Merch marches on

Merchandising is the accidental theme of this issue. Not only do we have Heather Retzlaff’s interviews with an eclectic assortment of merchandising pros beginning on page 48, but we also report on the latest developments at two companies founded by legendary merchants and whose recent declines are in no small part merchandising related.

Richard Thalheimer’s September departure as head of Sharper Image, which he founded in 1977, was surprising in its suddenness. But as Mark Del Franco and Jim Tierney make plain in their article on page 7, it shouldn’t have been: A major shareholder group had been agitating to oust Thalheimer since March. Once renowned for its selection of gee-whiz toys for grown-up boys, Sharper Image hasn’t had a breakout product along the lines of its Razor scooter or Ionic Breeze air purifier for a few years now.

Making matters worse, its merchandise mix seems to have drifted more toward commodities. Take the product spotlighted on the front cover of the October catalog, the FresherLonger Miracle Food Storage containers, a type of superduper Tupperware. Are they really any better than the generic plastic containers I get at the Stop & Shop or the reusable Evert-Fresh Bags I’ve been buying from the Gaiam catalogs for years?
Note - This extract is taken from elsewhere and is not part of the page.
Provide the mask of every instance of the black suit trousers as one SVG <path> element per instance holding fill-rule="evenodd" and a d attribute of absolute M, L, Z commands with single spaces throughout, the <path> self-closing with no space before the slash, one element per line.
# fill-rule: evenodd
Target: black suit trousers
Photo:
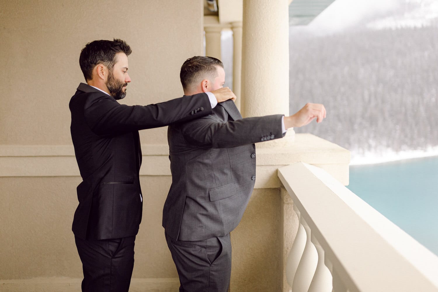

And more to the point, are they the sort of “wow, I gotta put this on my Christmas wish list” product that Sharper Image made its name offering? Are they the sort of product that the status-conscious, trend-watching customers responsible for Sharper Image’s earlier, impressive growth are eager to buy — and to buy from Sharper Image — today?

Meanwhile, Lillian Vernon is again becoming active in the running of the company she founded. Mike Muoio, who became CEO of Lillian Vernon Corp. moments after Sun Capital acquired the mailer from Direct Holdings Worldwide in May, makes no secret of his respect for Ms. Vernon’s merchandising acumen. As Muoio tells Jim Tierney in our cover story on his plans to turn around the company, “she continues to have a tremendous eye and a tremendous impact on the business. We will embrace Lillian’s input, where I think she was more limited in the past.”

During Direct Holdings’ nearly three-year reign, Ms. Vernon was eased out of her merchandising duties. At the same time, the cataloger’s product line arguably grew somewhat undisciplined. A line of women’s handbags and accessories was expanded, more-expensive decor items were introduced. Again, those weren’t the type of products that Lillian Vernon customers — stretched-for-time, budget-conscious, yet style-savvy middle-income women — wanted from the cataloger. We (yes, I’m one of those typical Lillian Vernon shoppers) looked to Lillian Vernon for good-quality, affordable products that might have been inspired by higher-end items but had unique benefits of their own.

Muoio and his team have edited the Lillian Vernon merchandise selection and are placing renewed emphasis on the free personalization — something that definitely sets Lillian Vernon apart from the competition. The free personalization is a fabulous way of transforming a would-be commodity into a distinctive, differentiating product. It wouldn’t work for Sharper Image, of course, but hopefully that company will find something that does.